K+: ROCKIT GIRL Powers Through the Noise with ‘Through the pain’

ROCKIT GIRL Powers Through the Noise with ‘Through the pain’

by Hasan Beyaz

Photo credit: ROCKIT GIRL Official Instagram.

ROCKIT GIRL doesn’t cater to algorithms or trends, she channels something far more primal. With “Through the pain,” Han Leeseul, the band’s sole remaining member, sharpens her sound into a weapon of memory and survival. Released on May 5, the track is a sonic rallying cry from an artist who refuses to go quietly, carrying the embers of Korean rock and heavy metal into the present with unflinching emotional depth.

The song is loud. Unapologetically so. But beneath the distortion and thunder lies a clear centre: a lyricism shaped by personal rupture, and a refusal to let the past vanish without witness, embedded in a wall of sound sculpted by Leeseul and co-writer/arranger Jeon Hojin.

It’s no coincidence that “Through the pain” feels like it could soundtrack an end-of-world anime sequence. There’s scale to it: drama, urgency, stakes. The song doesn’t seek to comfort so much as confront. The guitars churn like machinery breaking down, drums crash in spirals, and Leeseul’s vocals emerge piercing, melodic, and emotionally flayed. It’s a release for the bruised; catharsis coated in steel.

Leeseul is no stranger to survival. Since debuting in 2019 with the EP Little Cat, ROCKIT GIRL has walked a path paved with instability: member changes, niche genre barriers, and the constant recalibration of what it means to be a female-fronted rock act in the Korean landscape. When Della exited the group in 2021, Leeseul chose not to pivot away from rock, but to dig deeper into it. That decision gives “Through the pain” its weight; it’s a continuation of a legacy that might have otherwise disappeared.

It’s tempting to romanticise her persistence, or to cast Leeseul as a symbol of underground integrity or artistic purity. But doing so risks flattening what she’s actually doing: evolving. “Through the pain” is heavy, yes, but it’s also textured, atmospheric, and compositionally sharp. The production doesn’t simply drown in distortion, but moves with purpose. In a landscape where genre lines increasingly blur, ROCKIT GIRL’s metal isn’t retro fetishism. It’s forward-facing, emotionally literate, and globally legible.
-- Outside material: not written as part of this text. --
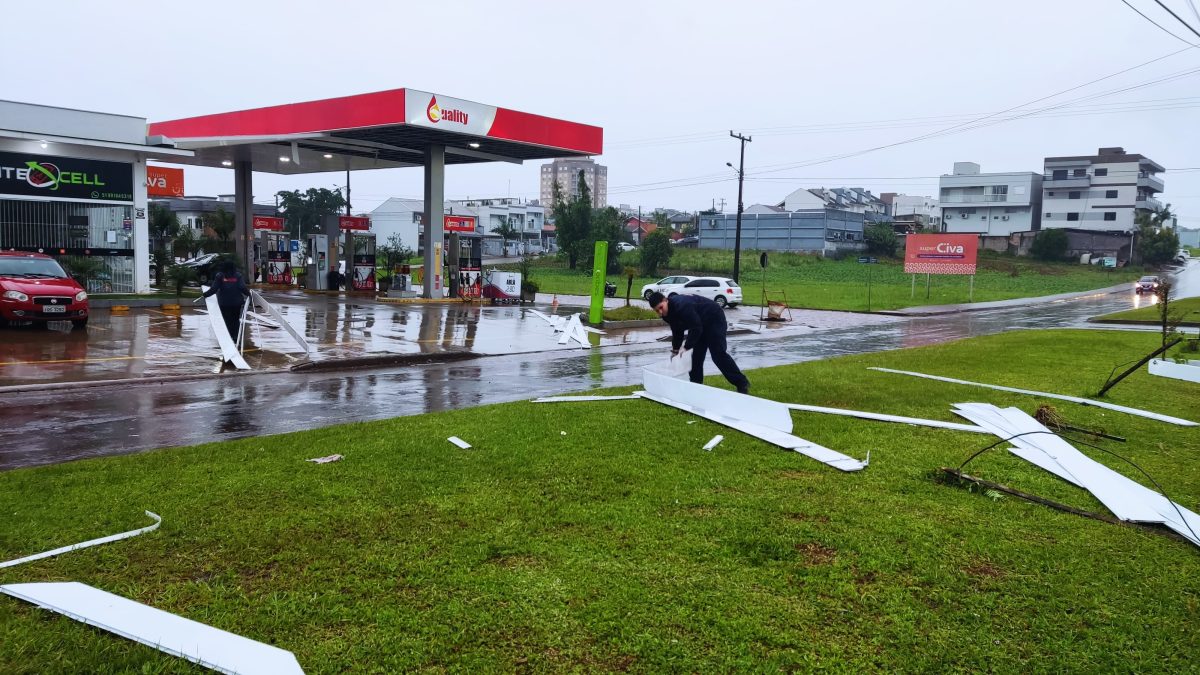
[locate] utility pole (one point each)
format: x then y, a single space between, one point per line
737 239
The music video reinforces this ambition. Surrounded by flickering visuals and gothic roses, it’s her presence that dominates. There’s no over-stylisation here or faux rebellion; her styling avoids rock clichés, leaning toward sleek minimalism rather than cosplay grit. That duality has always been her strength: a willingness to be both raw and refined, guttural and graceful. In a media space still reluctant to give female rock acts their due, Leeseul’s ability to command both sonic and visual spaces with such clarity is significant.

There’s a sense that “Through the pain” isn’t just a song, but a declaration: that memory matters, that loss can have rhythm, and that some echoes are worth chasing until your voice breaks trying. In her own words, the track expresses “a determination to move forward while holding onto precious memories, even amid broken recollections and fading echoes.”

ROCKIT GIRL might still be an outlier – a band of one in an industry of systems – but that doesn’t make her marginal. In many ways, it makes her essential. Her music offers something few others are attempting in this space: a bridge between emotional specificity and sonic intensity, between rock lineage and K-pop’s hypermodern future.

With “Through the pain,” Han Leeseul continues to carve space – and the echo she leaves behind is anything but fading.

K+ is our editorial space dedicated to artists outside the K-pop realm, where we spotlight diverse voices shaping the wider Korean music world.